Passados seis dias do início do ‘tarifaço’ do presidente estadunidense Donald Trump, que elevou a taxa do imposto sob importações de produtos brasileiros para um total de 50%, ainda gera receios para alguns setores da economia brasileira, principalmente aquelas que baseiam-se em exportações para os EUA.”
Entretanto, o decreto executivo trouxe alívio para algumas cadeias produtivas, ao isentar 694 produtos. Ficaram de fora do tarifaço itens como suco e polpa de laranja, combustíveis, minérios, fertilizantes e aeronaves civis.

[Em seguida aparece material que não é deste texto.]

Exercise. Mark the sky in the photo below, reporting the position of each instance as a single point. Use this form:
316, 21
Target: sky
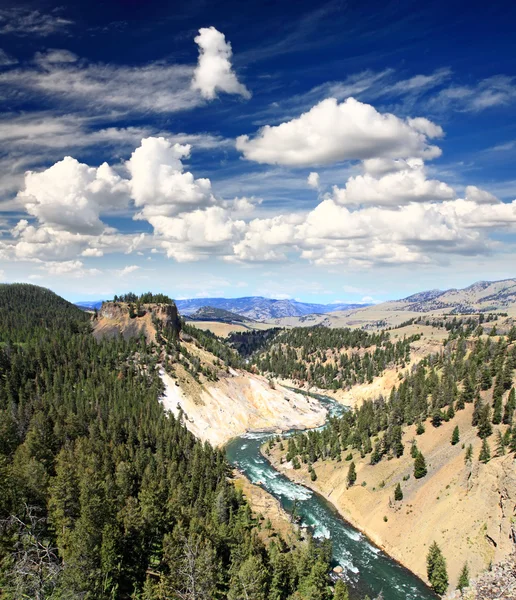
328, 152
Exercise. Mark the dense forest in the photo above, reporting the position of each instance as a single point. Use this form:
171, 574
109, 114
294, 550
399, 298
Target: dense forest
330, 358
471, 369
28, 311
103, 495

Em Mato Grosso do Sul, a indústria de celulose, que responde por 31,9% da exportação brasileira para os EUA (U$ 213 milhões em 2024), não sentirá o impacto. O ferro manufaturado e o aço, que exportaram U$ 124 milhões, também foram isentos, mas já possuíam uma tarifa de 50%, não havendo mudança, na prática.
Aumento de consumo interno
Apesar das isenções, um dos principais produtos sul-mato-grossenses exportados para os EUA sofreu o aumento da tarifa, a carne bovina in natura. Segundo o professor de economia, Eugênio da Silva Pavão, a produção de carne em MS faz parte de um “circuito mundial,” com as empresas brasileiras sendo “players internacionais.” Ele sugere que a “dependência por carne brasileira será importante para uma reavaliação das tarifas na economia norte-americana.”
Para o professor, o setor da carne bovina, que já exportou U$ 282 milhões neste ano (42,1% do total anual de MS para os EUA), é o que mais poderá sentir o impacto. Questionado sobre a viabilidade de exportar para os EUA, o professor acredita que a busca por parte das autoridades de MS de novos mercado-alvo dificilmente complementará a queda da demanda dos Estados Unidos. Segundo ele, “isso pode levar a um aumento da oferta no mercado interno e, consequentemente, a uma “queda dos preços” para o consumidor local.
“Inicialmente terá queda dos preços internos (pequena porcentagem), devido ao aumento da oferta interna, posteriormente, se conquistarem novos e maiores mercados, a oferta interna deve reduzir e os preços subirão novamente, até um novo equilíbrio de mercado”, explicou o professor.
Questionada se haveria um cenário de risco para o setor produtivo brasileiro, ele alerta sobre uma preocupação de que setores sejam afetados de forma secundária. “Se [Trump] não conseguir os resultados esperados das tarifas atuais (percentual e número de produtos), corremos o risco de ter novos impactos nos setores ‘poupados’ (minérios, celulose, etc), afetando a economia brasileira, os empregos e até mesmo as plantas industriais, que podem se deslocar para o país do Norte”, disse ainda.
Segundo o professor, há três possíveis cenários para o celeuma atual: a manutenção da instabilidade atual; o acirramento dos ânimos entre Brasil e Estados Unidos, com ampliação da guerra tarifária; ou uma reação internacional, com melhores resultados para o Brasil e outras economias. Ele, no entanto, ressalta que estes cenários levam em conta a “racionalidade econômica, o que não está acontecendo neste início do tarifaço”, concluiu.

Adaptação do mercado
Contudo, o Estado já está há mais de três semanas de suspensão da exportação de carne bovina aos Estados Unidos em decorrência da taxação. Frigoríficos do Estado não registram redução na produção e seguem vendendo para o mercado interno e externo.
A afirmação é do vice-presidente do Sincadems (Sindicato das Indústrias de Frios, Carnes e Derivados de Mato Grosso do Sul), Alberto Sérgio Capucci. Segundo o especialista, não há expectativa de retorno dos compradores norte-americanos diante do tarifaço; entretanto, o mercado segue estável.
A produção deve ter como destino novos mercados ou crescimento de mercados já existentes, como China, Chile e países do Oriente Médio. Dados da Secex (Secretaria de Comércio Exterior) indicam que a China concentra 49% do total embarcado de carne bovina pelo Brasil.
Em caso de a alternativa ser procurar novos mercados, o total deve ser de quase 50 mil toneladas de carne que terão novo destino. Isso porque Mato Grosso do Sul exportou 49,6 mil toneladas do produto para os Estados Unidos, o que totalizou R$ 1,3 bilhão (ou US$ 235 milhões) de carne bovina no período. Os dados estão disponíveis no sistema Agrostat, do Governo Federal.